Mis queridas hermanas y hermanos en Cristo:

Durante los dos primeros días de noviembre, la Iglesia nos invita a reflexionar sobre lo que el Concilio Vaticano II denominó “la llamada universal a la santidad”. Los católicos creemos que todos los seres humanos estamos hechos a imagen y semejanza de Dios, y que todos nosotros—sin importar quiénes seamos o cuál sea nuestra historia personal—estamos llamados a ser santos.

¿Qué significa ser santo? Según el Catecismo de la Iglesia Católica, “el deseo de Dios está inscrito en el corazón humano” (#27). Los seres humanos estamos destinados a buscar a Dios, a encontrarlo y a unirnos a él—tanto aquí en la Tierra como en nuestro hogar celestial.

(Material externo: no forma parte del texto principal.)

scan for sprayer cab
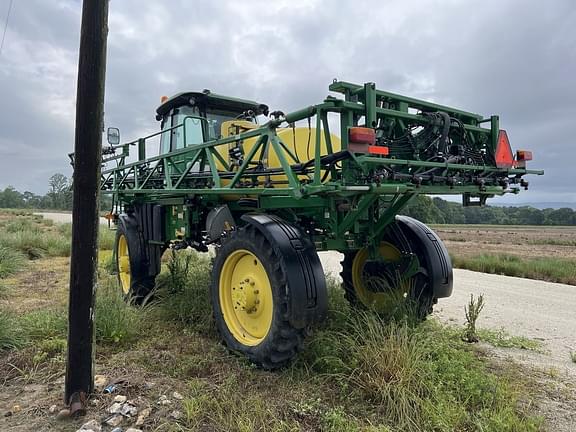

La santidad es la cualidad de nuestra unión con Dios, la indicación de nuestra cercanía a Él. Las mujeres y los hombres santos están cerca de Dios. Por eso los llamamos “santos”, que proviene de la palabra latina sanctus o santo.

En su homilía para la canonización de dos jóvenes santos, “San Pier Giorgio Frassati y San Carlo Acutis: un joven de principios del siglo XX y un adolescente de nuestros días, ambos enamorados de Jesús y dispuestos a darlo todo por él” (véase la selección más abajo), el Papa León XIV recuerda la conversión de otro joven, San Francisco de Asís:

Jesús se le apareció a [Francisco] en el camino y le pidió que reflexionara sobre lo que estaba haciendo. Recobrando el sentido, le hizo a Dios una sencilla pregunta: “Señor, ¿qué quieres que haga?”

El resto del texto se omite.